I like to think of myself as someone who “gets” cinema. I spend a good chunk of my income attending screenings at my local indie cinema. I wade through films that have been nominated for Oscars. I enjoy the obscure.
But then I move on and have to admit that nothing captures my heart quite like a celebratory Netflix movie poster with the “Lindsay Lohan” banner.
Lohan is making her long-awaited (for some of us) comeback to film in the Netflix holiday game In love with Christmas.
All I know about it is that there’s snow, and Chord Overstreet by joy Fame is the male co-lead, though his name isn’t mentioned anywhere on the poster, showing Netflix is really reaching its target market (Lindsay Lohan apologizes).
What I do know is that I will watch it in the next month and enjoy it no matter the quality.
Because how good they like The Godfather or The Shawshank Redemption is, I know that my true love lies in mediocrity.

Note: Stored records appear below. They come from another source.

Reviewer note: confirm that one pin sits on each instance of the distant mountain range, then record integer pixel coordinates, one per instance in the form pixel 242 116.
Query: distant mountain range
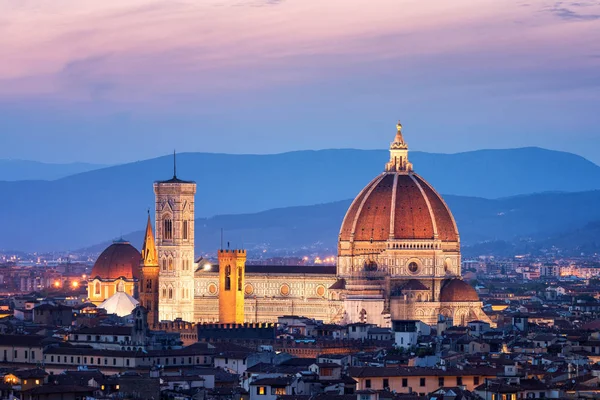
pixel 519 224
pixel 91 207
pixel 23 170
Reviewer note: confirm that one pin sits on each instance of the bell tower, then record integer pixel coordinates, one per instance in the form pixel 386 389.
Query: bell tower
pixel 148 289
pixel 175 245
pixel 232 265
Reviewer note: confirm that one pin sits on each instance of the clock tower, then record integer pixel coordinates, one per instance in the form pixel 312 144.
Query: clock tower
pixel 175 246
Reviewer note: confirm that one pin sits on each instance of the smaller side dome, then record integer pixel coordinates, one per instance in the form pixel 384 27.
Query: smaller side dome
pixel 457 290
pixel 120 259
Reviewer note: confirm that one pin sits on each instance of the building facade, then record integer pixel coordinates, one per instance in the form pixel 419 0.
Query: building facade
pixel 398 258
pixel 175 245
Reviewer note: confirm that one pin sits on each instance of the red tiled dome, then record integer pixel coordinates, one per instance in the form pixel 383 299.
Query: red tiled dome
pixel 120 259
pixel 398 206
pixel 458 290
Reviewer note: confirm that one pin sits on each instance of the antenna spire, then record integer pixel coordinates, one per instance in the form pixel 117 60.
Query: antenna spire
pixel 174 164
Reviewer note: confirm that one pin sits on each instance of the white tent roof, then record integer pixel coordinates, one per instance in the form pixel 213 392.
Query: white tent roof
pixel 119 303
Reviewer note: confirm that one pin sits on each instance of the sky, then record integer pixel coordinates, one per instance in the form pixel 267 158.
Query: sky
pixel 118 81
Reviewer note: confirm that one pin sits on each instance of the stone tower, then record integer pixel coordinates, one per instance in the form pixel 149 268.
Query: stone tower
pixel 148 288
pixel 175 244
pixel 232 265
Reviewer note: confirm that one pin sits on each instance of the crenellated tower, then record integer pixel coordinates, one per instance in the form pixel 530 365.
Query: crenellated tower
pixel 175 245
pixel 232 265
pixel 149 270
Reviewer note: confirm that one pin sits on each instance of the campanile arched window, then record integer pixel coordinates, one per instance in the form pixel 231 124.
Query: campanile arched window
pixel 228 277
pixel 168 229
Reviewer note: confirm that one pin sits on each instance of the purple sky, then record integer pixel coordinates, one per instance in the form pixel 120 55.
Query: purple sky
pixel 115 81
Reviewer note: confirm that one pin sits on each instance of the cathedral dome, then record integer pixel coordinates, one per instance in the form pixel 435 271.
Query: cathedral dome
pixel 120 259
pixel 398 205
pixel 458 290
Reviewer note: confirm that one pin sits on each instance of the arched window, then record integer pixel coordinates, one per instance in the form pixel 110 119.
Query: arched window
pixel 185 230
pixel 228 277
pixel 168 228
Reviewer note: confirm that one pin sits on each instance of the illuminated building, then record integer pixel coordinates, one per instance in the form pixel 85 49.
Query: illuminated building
pixel 398 258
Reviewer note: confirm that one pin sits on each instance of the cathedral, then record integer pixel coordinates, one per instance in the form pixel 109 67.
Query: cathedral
pixel 398 259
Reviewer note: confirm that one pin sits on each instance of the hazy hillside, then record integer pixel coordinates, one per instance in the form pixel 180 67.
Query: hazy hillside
pixel 526 223
pixel 90 207
pixel 20 170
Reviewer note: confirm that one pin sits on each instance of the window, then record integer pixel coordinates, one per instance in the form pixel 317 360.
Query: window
pixel 228 277
pixel 168 225
pixel 278 391
pixel 413 267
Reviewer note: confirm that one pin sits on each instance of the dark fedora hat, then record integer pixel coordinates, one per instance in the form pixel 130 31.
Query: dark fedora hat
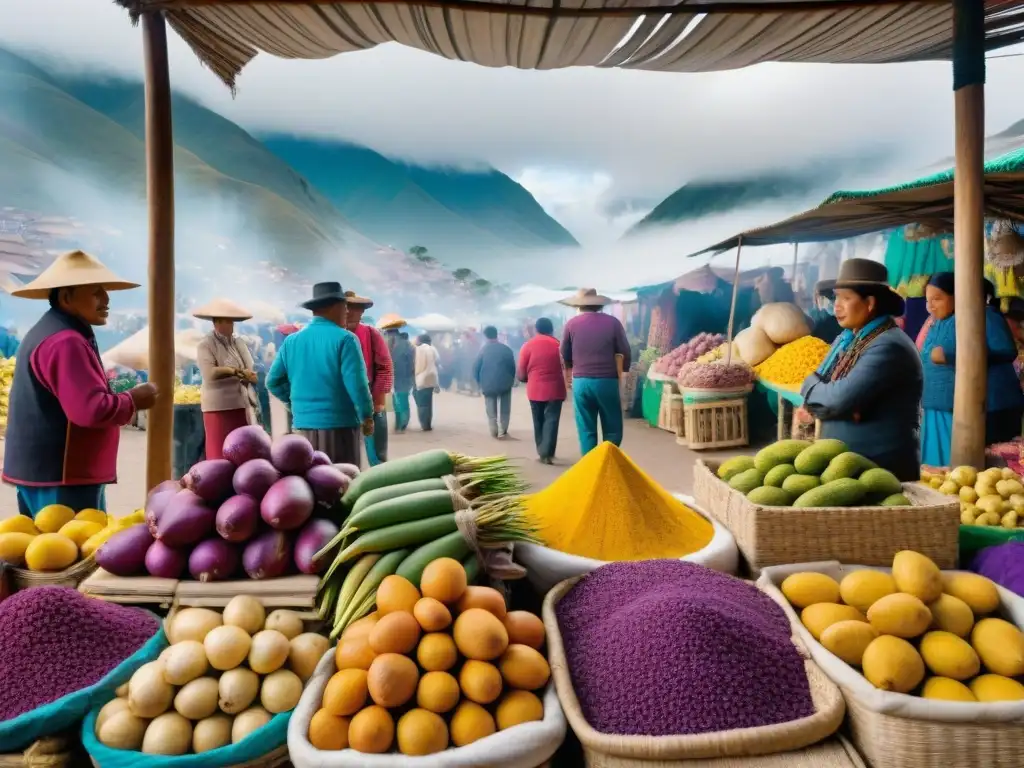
pixel 325 294
pixel 867 275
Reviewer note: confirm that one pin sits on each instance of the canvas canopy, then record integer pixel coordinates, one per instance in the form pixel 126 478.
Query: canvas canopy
pixel 928 200
pixel 657 35
pixel 133 352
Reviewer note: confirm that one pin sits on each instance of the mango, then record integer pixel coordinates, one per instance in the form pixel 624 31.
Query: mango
pixel 862 589
pixel 820 616
pixel 809 588
pixel 18 524
pixel 13 546
pixel 979 593
pixel 849 640
pixel 951 614
pixel 800 484
pixel 50 552
pixel 918 576
pixel 948 655
pixel 814 460
pixel 776 475
pixel 996 688
pixel 900 615
pixel 782 452
pixel 732 467
pixel 892 664
pixel 999 645
pixel 944 689
pixel 51 518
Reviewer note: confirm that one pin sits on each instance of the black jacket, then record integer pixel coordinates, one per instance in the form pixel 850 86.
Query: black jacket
pixel 495 369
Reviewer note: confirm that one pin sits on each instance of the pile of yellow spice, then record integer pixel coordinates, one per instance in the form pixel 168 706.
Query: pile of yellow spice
pixel 606 508
pixel 790 365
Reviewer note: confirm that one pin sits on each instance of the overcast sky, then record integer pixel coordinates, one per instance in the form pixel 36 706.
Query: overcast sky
pixel 578 138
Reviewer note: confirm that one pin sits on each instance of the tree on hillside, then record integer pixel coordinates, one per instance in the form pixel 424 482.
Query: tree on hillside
pixel 420 254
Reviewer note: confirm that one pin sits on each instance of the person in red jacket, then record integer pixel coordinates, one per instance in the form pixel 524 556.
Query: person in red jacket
pixel 541 369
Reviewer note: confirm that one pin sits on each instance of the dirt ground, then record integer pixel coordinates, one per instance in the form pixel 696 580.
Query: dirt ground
pixel 460 425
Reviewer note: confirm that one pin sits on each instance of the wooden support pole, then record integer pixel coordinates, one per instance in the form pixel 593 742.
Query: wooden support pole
pixel 732 305
pixel 160 195
pixel 969 232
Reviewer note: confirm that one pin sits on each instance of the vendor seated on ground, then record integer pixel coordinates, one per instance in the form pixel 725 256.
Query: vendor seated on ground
pixel 867 390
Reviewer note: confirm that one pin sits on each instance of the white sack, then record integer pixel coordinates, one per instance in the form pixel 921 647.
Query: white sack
pixel 546 567
pixel 856 685
pixel 526 745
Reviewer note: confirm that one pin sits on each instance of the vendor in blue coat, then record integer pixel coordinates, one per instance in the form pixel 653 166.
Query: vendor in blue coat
pixel 1004 400
pixel 867 390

Gimme a paint-by-numbers romcom starring Jennifer Coolidge as a drunk aunt.
A crime story where I don’t really care about the potential victims or killers. A nostalgic sequel with a musical number.
The latter came this week in the form of Hocus pocus 2the 29 year late sequel to the original, which by the way is one of my absolute favorite films.
Yes, there are better Halloween movies, like the entire Dario Argento back catalog or anything with Jamie Lee Curtis in it. But there’s a reason I’m coming back to Bette Midler to sing I put a Spell on You every spooky season. I know every word, it’s always pleasant and it feels like a warm hug.
The sequel isn’t nearly as good. I saw it last Saturday and already forgot the names of the teenage leads. The plot repeated itself somewhat. It’s probably a 6/10. But did I enjoy it and will I probably watch it again? double yes
We really shouldn’t advocate mediocrity. Things have to be excellent or so bad that they become excellent again (see The room, catsetc.), and normally I would agree.
But when it comes to my viewing options, sometimes I don’t have time for excellence. Excellent requires your full attention. Excellent is often challenging and even uncomfortable. Excellent does not necessarily mean “I enjoyed it”.
Take Unpolished gems – a technically excellent film that I would give an A+, but was so stressed out the first time that I’ll never do it again.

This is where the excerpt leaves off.